Saidou D.M. Camara Reviews Dr. Dampha's Scholarly work

By Jarra News TV Staff Reporter

PACCL Scholar Explores Cultural and Economic Reconnection in Pan-African Futures


The latest scholarly work by Dr. Lang Fafa Dampha, titled African Echoes, Caribbean Futures, is sparking conversation across Pan-African circles for its bold take on culture, economics, and reparative justice.

The essay, reviewed in a commentary by Saidou D.M. Camara, argues that the Caribbean’s reconnection with Africa is moving beyond nostalgia toward a strategy of resistance, empowerment, and future-making. Through food, entrepreneurship, and digital connectivity, Dampha shows how grassroots initiatives are reshaping Pan-Africanism in practical, everyday ways.

At the heart of the essay is Africana Chops, a culinary venture in St. Lucia founded by Dr. Augustine Ogbu. For Dampha, this restaurant is more than a business; it is a living symbol of cultural reclamation. Each dish, from fufu to egusi soup, is framed as both memory and resistance—an act of reconnecting the African diaspora with its fragmented past.

Beyond culture, Dampha insists that revival must be tied to economic agency. Africana Chops, he argues, demonstrates how food enterprises can strengthen supply chains, create youth employment, and model transatlantic trade, echoing the reparations agenda of the CARICOM Reparations Commission.

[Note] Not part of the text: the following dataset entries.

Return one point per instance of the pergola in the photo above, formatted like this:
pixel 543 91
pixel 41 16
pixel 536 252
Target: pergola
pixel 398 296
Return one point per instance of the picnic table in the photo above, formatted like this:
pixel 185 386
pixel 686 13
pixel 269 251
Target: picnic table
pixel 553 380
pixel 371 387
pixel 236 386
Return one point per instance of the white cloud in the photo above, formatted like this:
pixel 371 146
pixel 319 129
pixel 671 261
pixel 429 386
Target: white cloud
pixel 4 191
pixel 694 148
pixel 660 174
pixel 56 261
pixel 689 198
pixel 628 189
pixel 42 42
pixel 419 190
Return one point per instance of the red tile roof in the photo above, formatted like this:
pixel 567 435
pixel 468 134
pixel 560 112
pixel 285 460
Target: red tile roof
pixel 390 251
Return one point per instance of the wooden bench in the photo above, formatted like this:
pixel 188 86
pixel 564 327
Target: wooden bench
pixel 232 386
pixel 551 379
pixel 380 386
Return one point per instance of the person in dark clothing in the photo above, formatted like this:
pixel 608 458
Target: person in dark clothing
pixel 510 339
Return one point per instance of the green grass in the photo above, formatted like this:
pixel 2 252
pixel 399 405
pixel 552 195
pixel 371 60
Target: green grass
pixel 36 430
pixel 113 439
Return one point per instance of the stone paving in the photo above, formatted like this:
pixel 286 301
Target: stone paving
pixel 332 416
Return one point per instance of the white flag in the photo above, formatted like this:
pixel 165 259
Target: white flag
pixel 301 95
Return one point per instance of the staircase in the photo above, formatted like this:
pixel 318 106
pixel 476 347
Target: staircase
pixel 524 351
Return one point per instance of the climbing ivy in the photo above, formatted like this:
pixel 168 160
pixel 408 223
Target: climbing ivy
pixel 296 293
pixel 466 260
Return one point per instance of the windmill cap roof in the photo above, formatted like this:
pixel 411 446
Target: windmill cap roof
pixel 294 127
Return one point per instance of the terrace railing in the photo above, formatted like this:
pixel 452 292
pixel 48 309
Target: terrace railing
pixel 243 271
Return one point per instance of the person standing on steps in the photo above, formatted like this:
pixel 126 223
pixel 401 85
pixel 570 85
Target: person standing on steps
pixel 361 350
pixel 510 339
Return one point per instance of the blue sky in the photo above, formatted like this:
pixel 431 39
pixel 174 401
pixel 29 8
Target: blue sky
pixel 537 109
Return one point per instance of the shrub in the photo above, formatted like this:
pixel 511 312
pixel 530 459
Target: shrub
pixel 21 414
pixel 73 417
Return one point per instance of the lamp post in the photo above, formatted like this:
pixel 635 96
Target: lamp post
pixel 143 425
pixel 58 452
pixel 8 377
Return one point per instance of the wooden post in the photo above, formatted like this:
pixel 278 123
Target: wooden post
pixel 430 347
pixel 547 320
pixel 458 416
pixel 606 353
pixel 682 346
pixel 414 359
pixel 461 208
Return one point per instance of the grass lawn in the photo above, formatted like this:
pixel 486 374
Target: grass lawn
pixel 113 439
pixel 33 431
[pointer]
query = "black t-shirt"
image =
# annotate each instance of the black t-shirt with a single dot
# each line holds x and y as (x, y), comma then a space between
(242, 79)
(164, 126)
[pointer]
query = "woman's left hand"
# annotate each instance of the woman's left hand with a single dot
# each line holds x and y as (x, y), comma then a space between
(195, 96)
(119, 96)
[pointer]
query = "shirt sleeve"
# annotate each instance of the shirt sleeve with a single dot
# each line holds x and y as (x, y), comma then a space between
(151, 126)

The essay also highlights how digital platforms—from Instagram to TikTok—are becoming modern Pan-African commons, allowing diaspora communities to share languages, music, and traditions in real time. This, Camara notes, reflects a new kind of Pan-African identity: global, interactive, and youth-driven.

Dampha connects these grassroots practices to state-level initiatives, citing air and sea bridges between Africa and the Caribbean, digital currency experiments, and climate diplomacy. This, he argues, fulfills Kwame Nkrumah’s vision of Pan-Africanism as both cultural and political.

In conclusion, Dampha positions reconnection not as nostalgia but as resistance—a forward-looking strategy rooted in memory, but oriented toward sovereignty and development. In doing so, his work builds on the legacies of Paul Gilroy, Ngũgĩ wa Thiong’o, Walter Rodney, and Frantz Fanon, while offering a roadmap for Pan-Africanism in the 21st century.

Jarra News TV commends both Dr. Dampha and Saidou D.M. Camara for their wonderful insights and intellectual foresight in guiding the future of Africa and Africans. Their combined perspectives reflect a vision of Pan-Africanism that is both deeply rooted and boldly innovative.